Patients with frequently elevated INR occurring:

• 25% or more of the time, were more than twice as likely to develop dementia (5.8%).

• 10% –24% of the time, had an incidence of dementia of 4.1%.

• less than 10% of the time had a risk of dementia of 2.7%.

For A-Fib patients taking both warfarin and aspirin, frequent abnormally slow clotting times (an INR score above 3) had a cumulative effect making them more prone to developing dementia.

Previous Research on Warfarin and Dementia

Earlier research found that patients taking warfarin were more likely to develop dementia if their clotting times frequently were too slow or too fast (i.e., an INR above 3 or below 2).

For these A-Fib patients, over-anticoagulation and under-anticoagulation lead to cerebral microbleeds and clots in the brain, important in the development of dementia.

Dr. John Day, a colleague of Dr. Bunch, describes the tragic case of one of his patients who was on warfarin for 10 years and developed cerebral microbleeds and dementia. Read the article.

What The Research Means to A-Fib Patients

According to Dr. Bunch, with warfarin, “it’s very common to have INR outside the ideal range up to 40% of the time, and over the years there may be an accumulative negative impact on cognitive ability.”

Both studies found A-Fib patients on warfarin to be at greater risk of developing dementia. The more recent study found the risk of dementia was greater when taking both warfarin and aspirin, than the risk of dementia when taking warfarin alone.

If you have to take warfarin, don’t start taking aspirin on your own (because you’ve read it’s good for your heart or may reduce cancer risk.) You may be raising your risk of developing dementia.

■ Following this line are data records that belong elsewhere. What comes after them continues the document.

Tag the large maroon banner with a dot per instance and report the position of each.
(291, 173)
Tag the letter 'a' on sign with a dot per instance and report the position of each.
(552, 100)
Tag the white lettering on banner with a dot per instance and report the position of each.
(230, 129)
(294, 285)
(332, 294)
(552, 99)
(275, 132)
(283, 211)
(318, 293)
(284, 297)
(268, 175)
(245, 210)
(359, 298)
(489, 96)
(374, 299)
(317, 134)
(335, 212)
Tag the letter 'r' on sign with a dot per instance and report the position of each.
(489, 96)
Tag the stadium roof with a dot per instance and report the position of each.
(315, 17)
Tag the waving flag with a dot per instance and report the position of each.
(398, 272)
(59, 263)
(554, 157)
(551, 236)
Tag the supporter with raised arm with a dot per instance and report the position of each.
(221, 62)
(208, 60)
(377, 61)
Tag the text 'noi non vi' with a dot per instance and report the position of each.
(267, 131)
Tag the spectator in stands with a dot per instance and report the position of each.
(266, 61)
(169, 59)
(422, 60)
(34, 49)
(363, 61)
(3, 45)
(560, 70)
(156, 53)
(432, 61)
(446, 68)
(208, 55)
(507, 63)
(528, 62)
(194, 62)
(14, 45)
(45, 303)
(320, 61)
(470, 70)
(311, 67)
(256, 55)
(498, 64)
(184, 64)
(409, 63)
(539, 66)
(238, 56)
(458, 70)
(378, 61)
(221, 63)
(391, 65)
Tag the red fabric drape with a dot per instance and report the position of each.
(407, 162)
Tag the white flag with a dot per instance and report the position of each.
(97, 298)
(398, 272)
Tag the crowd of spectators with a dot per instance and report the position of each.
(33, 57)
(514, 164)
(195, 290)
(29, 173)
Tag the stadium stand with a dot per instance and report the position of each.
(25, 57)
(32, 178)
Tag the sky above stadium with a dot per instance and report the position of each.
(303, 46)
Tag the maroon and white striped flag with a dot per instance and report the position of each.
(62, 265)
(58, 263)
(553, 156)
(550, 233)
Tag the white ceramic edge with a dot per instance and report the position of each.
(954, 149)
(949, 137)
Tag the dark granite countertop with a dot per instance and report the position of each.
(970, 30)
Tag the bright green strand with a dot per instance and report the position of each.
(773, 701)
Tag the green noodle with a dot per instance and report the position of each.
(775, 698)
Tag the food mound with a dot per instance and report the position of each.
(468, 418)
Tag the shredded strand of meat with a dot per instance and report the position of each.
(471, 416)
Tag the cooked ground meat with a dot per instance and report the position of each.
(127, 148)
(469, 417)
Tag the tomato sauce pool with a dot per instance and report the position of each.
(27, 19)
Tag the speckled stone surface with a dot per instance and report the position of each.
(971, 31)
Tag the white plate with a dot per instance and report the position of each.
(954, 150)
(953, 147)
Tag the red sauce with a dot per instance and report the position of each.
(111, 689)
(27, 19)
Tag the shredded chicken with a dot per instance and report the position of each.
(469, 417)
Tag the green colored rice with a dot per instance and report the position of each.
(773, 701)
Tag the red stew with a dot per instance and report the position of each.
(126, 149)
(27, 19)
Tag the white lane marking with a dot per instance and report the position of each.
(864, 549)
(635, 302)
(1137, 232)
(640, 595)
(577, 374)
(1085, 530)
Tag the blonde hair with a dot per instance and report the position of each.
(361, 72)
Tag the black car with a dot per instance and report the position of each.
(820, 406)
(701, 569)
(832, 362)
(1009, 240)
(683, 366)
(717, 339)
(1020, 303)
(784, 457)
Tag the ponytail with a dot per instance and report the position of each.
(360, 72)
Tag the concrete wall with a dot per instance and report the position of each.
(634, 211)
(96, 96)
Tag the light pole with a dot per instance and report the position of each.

On Warfarin? How to Reduce the Risk of Dementia

If you are on warfarin because of A-Fib and also have to take aspirin (or clopidogrel) for example because you have a stent, you could be more than twice as likely to develop dementia.

In this case, you probably can’t stop taking aspirin, but there are ways to no longer have to take warfarin.

• A successful catheter ablation for A-Fib reduces your risk of stroke to that of a normal person. (See my post Catheter Ablation Reduces Stroke Risk Even for Higher Risk Patients.)

• You can have your Left Atrial Appendage (LAA) closed off or removed by devices like the Watchman, Lariat II, or surgery with the AtriClip. (Note: 90%-95% of A-Fib clots come from the LAA).

• Consider switching from warfarin to one of the newer anticoagulants such as Eliquis; (But the NOACs are so new, and since they also work by causing bleeding, this strategy may not work. We don’t know if over time they will or will not have similar effects as warfarin.)

Bottom Line: Do Not Routinely Take Both Warfarin and Aspirin

You can no longer afford to routinely take both warfarin (anticoagulant) and aspirin (antiplatelet)! Talk with your doctor about your increased risk of dementia. (Perhaps take along a copy of this post.)

Don’t make changes on your own: Suddenly stopping daily aspirin therapy could have a rebound effect that may trigger a blood clot. If you have been taking daily aspirin therapy and want to stop, it’s important to talk to your doctor before making any changes.